Mi conjetura es que este hecho ha cambiado profundamente el papel de la política en las sociedades capitalistas modernas. Al declinar el papel de los sindicatos, las relaciones laborales, parte fundamental de la vida de cualquier ciudadano, dependen cada vez más del mercado laboral, es decir, de lo que el trabajador pueda negociar individualmente con su empleador en un entorno competitivo. No este el lugar para analizar en detalle las consecuencias de este proceso pero sí vale la pena destacar que en estas nuevas condiciones cambia la relación de los ciudadanos con el Estado. Si antes el Estado era, para bien o para mal, un actor clave a la hora de garantizar o conculcar derechos obtenidos en la negociación política, ahora el Estado se ve más bien como un proveedor de bienes y servicios. En una sociedad en la que el mundo del trabajo se regula como resultado de un proceso de negociación colectiva, en últimas política, los ciudadanos tienden a asociarse en partidos que fortalezcan su capacidad negociadora frente al Estado. En ese entorno, para los ciudadanos es fundamental el perfil ideológico del gobierno de turno.
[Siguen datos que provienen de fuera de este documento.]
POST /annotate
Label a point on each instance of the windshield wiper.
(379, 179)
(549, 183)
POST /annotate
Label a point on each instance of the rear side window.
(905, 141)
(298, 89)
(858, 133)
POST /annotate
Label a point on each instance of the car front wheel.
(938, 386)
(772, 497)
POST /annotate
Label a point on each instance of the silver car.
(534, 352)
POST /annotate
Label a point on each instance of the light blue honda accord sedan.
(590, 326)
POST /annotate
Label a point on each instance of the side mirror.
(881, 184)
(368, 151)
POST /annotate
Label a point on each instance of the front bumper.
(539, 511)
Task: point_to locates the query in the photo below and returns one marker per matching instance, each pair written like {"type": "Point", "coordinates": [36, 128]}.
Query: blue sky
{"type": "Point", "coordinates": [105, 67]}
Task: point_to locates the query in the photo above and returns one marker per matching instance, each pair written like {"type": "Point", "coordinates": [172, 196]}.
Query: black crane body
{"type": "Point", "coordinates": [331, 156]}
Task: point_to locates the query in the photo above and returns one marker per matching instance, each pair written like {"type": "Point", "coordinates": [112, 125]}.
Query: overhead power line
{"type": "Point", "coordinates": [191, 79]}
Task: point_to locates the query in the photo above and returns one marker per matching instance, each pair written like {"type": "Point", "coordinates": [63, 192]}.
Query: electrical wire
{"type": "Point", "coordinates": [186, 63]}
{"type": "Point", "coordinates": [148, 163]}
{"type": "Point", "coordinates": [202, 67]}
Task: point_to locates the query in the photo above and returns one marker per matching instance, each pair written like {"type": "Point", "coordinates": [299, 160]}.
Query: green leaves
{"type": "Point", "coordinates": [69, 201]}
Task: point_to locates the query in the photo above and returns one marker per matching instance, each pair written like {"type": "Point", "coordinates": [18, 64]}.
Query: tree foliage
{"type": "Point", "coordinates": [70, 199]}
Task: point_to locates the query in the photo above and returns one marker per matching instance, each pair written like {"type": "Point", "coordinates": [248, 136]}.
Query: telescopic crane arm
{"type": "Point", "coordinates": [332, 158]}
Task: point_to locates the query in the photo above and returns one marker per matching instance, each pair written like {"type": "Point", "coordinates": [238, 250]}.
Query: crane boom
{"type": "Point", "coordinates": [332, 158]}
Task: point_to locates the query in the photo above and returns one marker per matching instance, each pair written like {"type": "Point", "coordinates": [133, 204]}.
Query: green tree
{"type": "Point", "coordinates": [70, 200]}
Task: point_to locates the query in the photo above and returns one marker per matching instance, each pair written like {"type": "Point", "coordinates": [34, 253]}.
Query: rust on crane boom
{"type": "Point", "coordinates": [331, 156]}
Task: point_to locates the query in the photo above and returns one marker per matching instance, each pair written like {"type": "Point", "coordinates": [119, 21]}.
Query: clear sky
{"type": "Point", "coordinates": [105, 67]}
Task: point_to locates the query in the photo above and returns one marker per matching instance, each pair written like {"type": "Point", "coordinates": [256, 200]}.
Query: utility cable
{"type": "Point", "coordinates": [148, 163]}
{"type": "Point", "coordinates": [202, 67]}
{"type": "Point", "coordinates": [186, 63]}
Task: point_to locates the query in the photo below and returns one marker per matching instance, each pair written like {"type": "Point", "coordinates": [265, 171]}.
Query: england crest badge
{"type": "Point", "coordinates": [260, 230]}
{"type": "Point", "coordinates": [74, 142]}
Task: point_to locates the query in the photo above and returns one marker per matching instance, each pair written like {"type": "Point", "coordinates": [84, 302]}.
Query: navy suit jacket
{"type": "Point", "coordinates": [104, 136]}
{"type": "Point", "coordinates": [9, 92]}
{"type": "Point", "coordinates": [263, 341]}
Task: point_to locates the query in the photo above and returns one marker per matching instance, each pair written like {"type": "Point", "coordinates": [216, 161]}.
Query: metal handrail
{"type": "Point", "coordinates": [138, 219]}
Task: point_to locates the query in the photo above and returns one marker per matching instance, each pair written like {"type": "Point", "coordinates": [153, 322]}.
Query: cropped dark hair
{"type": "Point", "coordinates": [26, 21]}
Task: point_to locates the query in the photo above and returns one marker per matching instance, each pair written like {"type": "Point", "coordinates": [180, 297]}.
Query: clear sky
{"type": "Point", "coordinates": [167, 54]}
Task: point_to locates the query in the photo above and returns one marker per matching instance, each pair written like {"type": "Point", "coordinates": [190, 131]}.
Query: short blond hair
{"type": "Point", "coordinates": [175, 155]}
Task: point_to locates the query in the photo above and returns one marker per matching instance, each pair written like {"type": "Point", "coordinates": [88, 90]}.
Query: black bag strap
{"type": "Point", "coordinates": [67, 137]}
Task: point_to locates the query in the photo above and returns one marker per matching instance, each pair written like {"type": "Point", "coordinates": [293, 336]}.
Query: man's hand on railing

En cambio, si al Estado deja de ser el árbitro de tales procesos de negociación, y se le dejan únicamente las funciones de administrar escuelas, hospitales, carreteras y demás, para los individuos adquiere más importancia la eficiencia y pulcritud con que el Estado desempeñe estas tareas. Dicho en pocas palabras, la razón por la que el nuevo qualunquismo es más exitoso que el anterior es porque ahora la realidad en la que viven los ciudadanos es más qualunquista que antes; deja menos espacio para la acción colectiva, bien sea gremial o ideológica o partidista.
Respondiendo a esta nueva realidad muchos ensayistas de derecha insisten en hablar del "fin de las ideologías." Lógico. A todos nos interesa dar por terminado el juego cuando vamos ganando. Por su parte la izquierda parece un poco desconcertada y no es para menos. La izquierda del siglo XX se gestó en la lucha por el control del Estado en tanto que garante de los derechos de los trabajadores. Al cambiar la función del Estado a la izquierda le quedan dos opciones. O insiste en restaurar la situación previa o busca una nueva forma de definirse. Hasta ahora ninguna de las dos opciones ha salido bien. El dirigismo económico de la postguerra ya no va a volver de modo que la restauración del pasado parece cada vez menos viable. Pero por otro lado, la "nueva" izquierda no tiene capacidad de inspirar. No es que esté equivocada en pedir más "gasto social" o en defender causas "post-materiales" como las que tienen que ver con minorías sexuales, o derechos de la mujer. Todas estas causas son válidas. Pero, digámoslo con franqueza, no constituyen la superación del capitalismo ni nada por el estilo.
Sea cual sea la solución una cosa está clara: de nada sirve lamentarse porque se haya perdido el sentido tradicional de la política. El reto es buscarle uno nuevo.